A spokesperson for Boudin pushed back against Scott’s letter.
“Since the [agreement] between our office and SFPD went into effect, our office has made enormous progress towards reducing police violence against San Franciscans and particularly people of color,” said Rachel Marshall, communications director for the district attorney’s office. “It is disappointing but no coincidence SFPD chose to withdraw from this agreement during the first-ever trial against an on-duty San Francisco police officer for an unlawful beating.”
The chief’s decision comes a week after a fatal San Francisco police shooting in which the department “falsely characterized the decedent as being in possession of a firearm,” Marshall said.
Unlike its counterparts nationwide, homicides barely rose in San Francisco, but thefts and break-ins have surged.
It also comes a week after a criminal case was dismissed once excessive force by an officer came to light, she said.
“San Franciscans deserve to be safe — including from unwarranted police violence,” Marshall said.
The Prosecutors Alliance of California, a nonprofit organization that Boudin and three other district attorneys advise, called for San Francisco Mayor London Breed to intervene.
Before 2018, officers accused of unlawful use of force were investigated by other officers, according to the nonprofit.

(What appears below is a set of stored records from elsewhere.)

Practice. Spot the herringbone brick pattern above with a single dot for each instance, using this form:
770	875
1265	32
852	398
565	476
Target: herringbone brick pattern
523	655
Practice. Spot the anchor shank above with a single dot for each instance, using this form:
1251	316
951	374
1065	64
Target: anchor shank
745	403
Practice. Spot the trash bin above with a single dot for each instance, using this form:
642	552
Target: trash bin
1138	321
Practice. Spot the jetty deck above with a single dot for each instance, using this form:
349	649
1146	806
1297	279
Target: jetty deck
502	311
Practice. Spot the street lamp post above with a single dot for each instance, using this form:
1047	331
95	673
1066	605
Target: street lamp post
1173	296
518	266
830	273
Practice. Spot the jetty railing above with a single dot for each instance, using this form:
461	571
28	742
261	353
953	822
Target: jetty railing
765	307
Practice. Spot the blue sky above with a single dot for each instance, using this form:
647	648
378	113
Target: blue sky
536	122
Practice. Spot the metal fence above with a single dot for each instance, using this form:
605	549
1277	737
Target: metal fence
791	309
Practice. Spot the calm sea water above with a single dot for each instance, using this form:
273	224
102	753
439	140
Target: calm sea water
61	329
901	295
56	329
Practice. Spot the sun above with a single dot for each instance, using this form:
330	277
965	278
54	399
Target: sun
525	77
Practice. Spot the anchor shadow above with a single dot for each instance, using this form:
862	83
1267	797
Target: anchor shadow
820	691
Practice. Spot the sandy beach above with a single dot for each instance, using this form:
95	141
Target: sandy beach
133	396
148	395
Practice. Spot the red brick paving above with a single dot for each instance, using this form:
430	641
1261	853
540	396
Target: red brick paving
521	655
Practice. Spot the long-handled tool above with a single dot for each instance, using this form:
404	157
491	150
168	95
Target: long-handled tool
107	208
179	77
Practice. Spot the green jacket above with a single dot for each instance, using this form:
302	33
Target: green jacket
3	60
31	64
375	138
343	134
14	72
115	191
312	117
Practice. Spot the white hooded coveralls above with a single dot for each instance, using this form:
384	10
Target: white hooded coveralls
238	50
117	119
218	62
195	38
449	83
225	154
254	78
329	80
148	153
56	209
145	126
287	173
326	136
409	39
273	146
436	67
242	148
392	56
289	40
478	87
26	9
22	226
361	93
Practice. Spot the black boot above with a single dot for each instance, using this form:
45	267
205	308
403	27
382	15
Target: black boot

“Since the agreement was enacted, San Francisco has seen an increase in the number of police officers investigated and prosecuted for unlawful use of force, enhancing the safety of all San Franciscans,” the organization said.
Breed’s office did not respond to a request for comment Wednesday.
According to Scott’s letter, the agreement would have remained in place for two years, or until terminated by the police chief or district attorney, “after providing 15 days’ written notice to the other party.”
Boudin can request a meeting with Scott within the next five business days if he disagrees with the chief’s decision, the letter stated.